Early life history traits (ELHTs) are key to understand recruitment patterns in marine animals. However, for reef fishes, studies on ELHTs are mainly focused on tropical systems and little is known for temperate reefs. In this study we used SMURFs (Standard Monitoring Units for the Recruitment of Reef Fishes) to collect fish in a temperate rocky reef system (Arrábida Marine Park, Portugal) on a weekly basis for three months during the recruitment period. Six sub-surface SMURFs sampled 2490 Atlantic horse mackerel (Trachurus trachurus) postlarvae and juveniles. Sagittal and lapilli otoliths were extracted from a subsample of 296 fish and ELHTs, such as size and age at settlement, growth rate and age at first secondary growth formation were examined. Additionally, we tested three growth curves and selected the best suited to back-calculate the hatching pattern based on the lengths of all sampled fish. Standard length ranged from 6.13 mm to 48.56 mm and subsampled fish were aged between 19 days to 44 days. Age and size at settlement were estimated between 19 days and 36 days for individuals of 6.13 mm and 24.95 mm, respectively. Otolith shape changed clearly with increasing age and, on average, secondary growth started to form on day 33 (±3 days). Age/length relationship was well described by a Gompertz growth model which was used to back-calculate hatching dates. Four distinct hatching cohorts were identified with fish of the earliest cohort showing a faster body and otolith growth. This study indicates that the nearshore environment might have an important role in the early growth, development and hence recruitment of Atlantic horse mackerel. Information on the early life history of Atlantic horse mackerel is key to understand recruitment processes for this economically and biologically important species.

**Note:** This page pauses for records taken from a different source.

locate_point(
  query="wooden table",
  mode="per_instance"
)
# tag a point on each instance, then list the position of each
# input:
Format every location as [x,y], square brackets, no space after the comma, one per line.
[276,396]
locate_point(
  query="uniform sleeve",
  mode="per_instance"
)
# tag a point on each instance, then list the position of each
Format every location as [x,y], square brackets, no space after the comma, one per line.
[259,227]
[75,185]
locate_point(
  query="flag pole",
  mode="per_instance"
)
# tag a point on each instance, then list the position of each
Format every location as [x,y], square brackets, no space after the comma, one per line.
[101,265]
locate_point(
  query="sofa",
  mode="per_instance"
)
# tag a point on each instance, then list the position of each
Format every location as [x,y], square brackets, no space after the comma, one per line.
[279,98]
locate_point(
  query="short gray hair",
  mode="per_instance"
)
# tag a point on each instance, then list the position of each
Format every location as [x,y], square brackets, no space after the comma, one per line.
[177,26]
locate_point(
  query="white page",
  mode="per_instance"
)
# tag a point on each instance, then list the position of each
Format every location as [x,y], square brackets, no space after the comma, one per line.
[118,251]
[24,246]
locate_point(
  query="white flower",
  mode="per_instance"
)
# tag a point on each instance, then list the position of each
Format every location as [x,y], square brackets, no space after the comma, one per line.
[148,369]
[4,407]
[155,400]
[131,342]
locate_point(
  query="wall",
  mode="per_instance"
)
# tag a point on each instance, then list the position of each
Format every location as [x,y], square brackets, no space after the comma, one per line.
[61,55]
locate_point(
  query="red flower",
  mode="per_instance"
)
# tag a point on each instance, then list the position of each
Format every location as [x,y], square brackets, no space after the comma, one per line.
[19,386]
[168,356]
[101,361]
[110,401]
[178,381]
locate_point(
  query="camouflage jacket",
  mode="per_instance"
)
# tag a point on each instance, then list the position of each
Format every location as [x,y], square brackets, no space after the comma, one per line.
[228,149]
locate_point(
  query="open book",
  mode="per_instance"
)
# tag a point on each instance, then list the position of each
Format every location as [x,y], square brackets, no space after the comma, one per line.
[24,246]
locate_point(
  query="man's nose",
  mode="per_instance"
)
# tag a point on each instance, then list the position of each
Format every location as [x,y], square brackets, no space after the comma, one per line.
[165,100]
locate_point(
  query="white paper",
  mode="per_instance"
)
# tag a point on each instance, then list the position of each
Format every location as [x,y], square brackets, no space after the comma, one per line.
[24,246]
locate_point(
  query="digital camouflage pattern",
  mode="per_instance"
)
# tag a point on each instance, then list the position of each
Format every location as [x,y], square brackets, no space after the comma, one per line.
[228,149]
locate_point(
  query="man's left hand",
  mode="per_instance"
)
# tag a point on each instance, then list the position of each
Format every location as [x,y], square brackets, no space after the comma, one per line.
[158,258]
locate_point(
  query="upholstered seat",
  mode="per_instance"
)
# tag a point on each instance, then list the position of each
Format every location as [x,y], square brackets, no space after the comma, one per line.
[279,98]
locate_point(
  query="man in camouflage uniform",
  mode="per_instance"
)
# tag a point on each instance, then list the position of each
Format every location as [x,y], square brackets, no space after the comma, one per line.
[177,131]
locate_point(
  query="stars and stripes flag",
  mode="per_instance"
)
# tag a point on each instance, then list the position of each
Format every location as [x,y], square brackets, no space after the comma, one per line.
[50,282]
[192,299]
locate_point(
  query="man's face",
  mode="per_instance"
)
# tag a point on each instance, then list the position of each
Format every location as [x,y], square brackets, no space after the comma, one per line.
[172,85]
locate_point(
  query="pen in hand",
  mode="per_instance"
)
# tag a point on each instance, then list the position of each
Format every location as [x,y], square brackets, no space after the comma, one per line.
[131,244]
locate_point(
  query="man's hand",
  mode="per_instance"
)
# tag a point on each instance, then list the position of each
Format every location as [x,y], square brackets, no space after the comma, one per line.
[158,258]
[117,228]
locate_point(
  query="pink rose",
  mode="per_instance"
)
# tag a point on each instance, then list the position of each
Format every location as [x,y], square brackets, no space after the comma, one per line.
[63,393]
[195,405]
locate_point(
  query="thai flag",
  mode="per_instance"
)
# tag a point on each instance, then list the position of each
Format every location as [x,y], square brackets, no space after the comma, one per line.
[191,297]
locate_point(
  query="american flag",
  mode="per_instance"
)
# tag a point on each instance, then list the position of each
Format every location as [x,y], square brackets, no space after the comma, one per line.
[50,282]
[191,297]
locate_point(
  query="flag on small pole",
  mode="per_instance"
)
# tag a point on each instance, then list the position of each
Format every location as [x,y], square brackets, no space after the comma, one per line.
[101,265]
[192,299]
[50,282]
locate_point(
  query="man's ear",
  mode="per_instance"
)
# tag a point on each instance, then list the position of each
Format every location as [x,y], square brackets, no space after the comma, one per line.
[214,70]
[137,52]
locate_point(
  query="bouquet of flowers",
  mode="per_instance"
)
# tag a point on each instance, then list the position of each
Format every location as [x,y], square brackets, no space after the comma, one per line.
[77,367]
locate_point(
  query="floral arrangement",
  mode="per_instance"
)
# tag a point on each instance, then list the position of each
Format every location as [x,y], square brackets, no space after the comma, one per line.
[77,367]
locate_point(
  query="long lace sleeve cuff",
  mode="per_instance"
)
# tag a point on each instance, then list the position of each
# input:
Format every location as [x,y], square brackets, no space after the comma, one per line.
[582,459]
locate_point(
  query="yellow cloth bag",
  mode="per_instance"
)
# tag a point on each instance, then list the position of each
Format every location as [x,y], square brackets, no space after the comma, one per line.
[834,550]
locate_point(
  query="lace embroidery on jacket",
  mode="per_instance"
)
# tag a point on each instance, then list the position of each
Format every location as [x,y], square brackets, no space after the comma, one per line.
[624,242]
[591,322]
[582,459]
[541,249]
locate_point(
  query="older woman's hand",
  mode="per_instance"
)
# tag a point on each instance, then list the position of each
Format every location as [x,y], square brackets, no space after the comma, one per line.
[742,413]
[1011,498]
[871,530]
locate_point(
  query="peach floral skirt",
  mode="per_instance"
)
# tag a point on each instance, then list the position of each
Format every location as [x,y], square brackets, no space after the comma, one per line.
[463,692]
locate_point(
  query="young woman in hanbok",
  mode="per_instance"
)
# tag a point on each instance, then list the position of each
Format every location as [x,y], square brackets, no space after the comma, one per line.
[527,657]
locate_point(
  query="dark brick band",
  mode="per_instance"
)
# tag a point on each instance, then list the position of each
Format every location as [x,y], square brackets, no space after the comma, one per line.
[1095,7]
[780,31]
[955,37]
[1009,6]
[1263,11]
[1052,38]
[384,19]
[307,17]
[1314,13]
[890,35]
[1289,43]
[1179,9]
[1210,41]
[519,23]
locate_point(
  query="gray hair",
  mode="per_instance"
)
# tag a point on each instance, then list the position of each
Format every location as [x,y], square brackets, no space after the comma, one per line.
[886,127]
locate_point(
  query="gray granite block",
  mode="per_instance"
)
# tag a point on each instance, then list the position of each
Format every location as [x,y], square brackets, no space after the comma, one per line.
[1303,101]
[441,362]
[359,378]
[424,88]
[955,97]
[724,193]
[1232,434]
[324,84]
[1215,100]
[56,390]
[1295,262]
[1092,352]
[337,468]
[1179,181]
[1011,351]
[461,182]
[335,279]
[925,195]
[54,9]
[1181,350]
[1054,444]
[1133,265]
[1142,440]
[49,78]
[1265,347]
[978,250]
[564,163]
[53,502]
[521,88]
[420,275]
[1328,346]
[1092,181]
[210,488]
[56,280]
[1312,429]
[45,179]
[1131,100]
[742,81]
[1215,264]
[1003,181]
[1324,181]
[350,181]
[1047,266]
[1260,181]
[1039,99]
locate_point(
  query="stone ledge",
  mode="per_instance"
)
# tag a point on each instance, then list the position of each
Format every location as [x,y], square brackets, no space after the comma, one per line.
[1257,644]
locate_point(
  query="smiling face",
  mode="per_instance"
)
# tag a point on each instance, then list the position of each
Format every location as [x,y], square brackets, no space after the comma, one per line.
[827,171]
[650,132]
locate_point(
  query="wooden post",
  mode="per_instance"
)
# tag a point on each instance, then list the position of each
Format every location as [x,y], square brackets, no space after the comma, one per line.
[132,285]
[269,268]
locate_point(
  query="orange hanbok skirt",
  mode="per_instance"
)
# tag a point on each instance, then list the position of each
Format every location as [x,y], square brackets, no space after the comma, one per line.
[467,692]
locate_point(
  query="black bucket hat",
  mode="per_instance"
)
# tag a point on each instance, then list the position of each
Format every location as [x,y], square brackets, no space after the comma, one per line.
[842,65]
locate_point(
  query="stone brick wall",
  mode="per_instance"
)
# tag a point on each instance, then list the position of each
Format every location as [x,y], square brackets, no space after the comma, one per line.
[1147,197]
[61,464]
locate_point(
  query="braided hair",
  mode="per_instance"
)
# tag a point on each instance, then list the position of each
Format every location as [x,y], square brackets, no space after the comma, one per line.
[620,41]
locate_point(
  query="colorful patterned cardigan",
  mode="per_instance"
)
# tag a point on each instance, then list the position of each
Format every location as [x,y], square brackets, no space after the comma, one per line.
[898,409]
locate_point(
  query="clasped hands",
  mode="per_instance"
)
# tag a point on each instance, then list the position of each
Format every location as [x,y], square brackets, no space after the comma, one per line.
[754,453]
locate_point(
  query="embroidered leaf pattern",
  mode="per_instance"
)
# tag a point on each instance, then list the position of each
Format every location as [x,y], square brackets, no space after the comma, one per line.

High interannual variability in connectivity and genetic pool of a temperate clingfish matches oceanographic transport predictions

Adults of most marine benthic and demersal fish are site-attached, with the dispersal of their larval stages ensuring connectivity among populations. In this study we aimed to infer spatial and temporal variation in population connectivity and dispersal of a marine fish species, using genetic tools and comparing these with oceanographic transport. We focused on an intertidal rocky reef fish species, the shore clingfish Lepadogaster lepadogaster, along the southwest Iberian Peninsula, in 2011 and 2012. We predicted high levels of self-recruitment and distinct populations, due to short pelagic larval duration and because all its developmental stages have previously been found near adult habitats. Genetic analyses based on microsatellites countered our prediction and a biophysical dispersal model showed that oceanographic transport was a good explanation for the patterns observed. Adult sub-populations separated by up to 300 km of coastline displayed no genetic differentiation, revealing a single connected population with larvae potentially dispersing long distances over hundreds of km. Despite this, parentage analysis performed on recruits from one focal site within the Marine Park of Arrábida (Portugal), revealed self-recruitment levels of 2.5% and 7.7% in 2011 and 2012, respectively, suggesting that both long- and short-distance dispersal play an important role in the replenishment of these populations. Population differentiation and patterns of dispersal, which were highly variable between years, could be linked to the variability inherent in local oceanographic processes. Overall, our measures of connectivity based on genetic and oceanographic data highlight the relevance of long-distance dispersal in determining the degree of connectivity, even in species with short pelagic larval durations.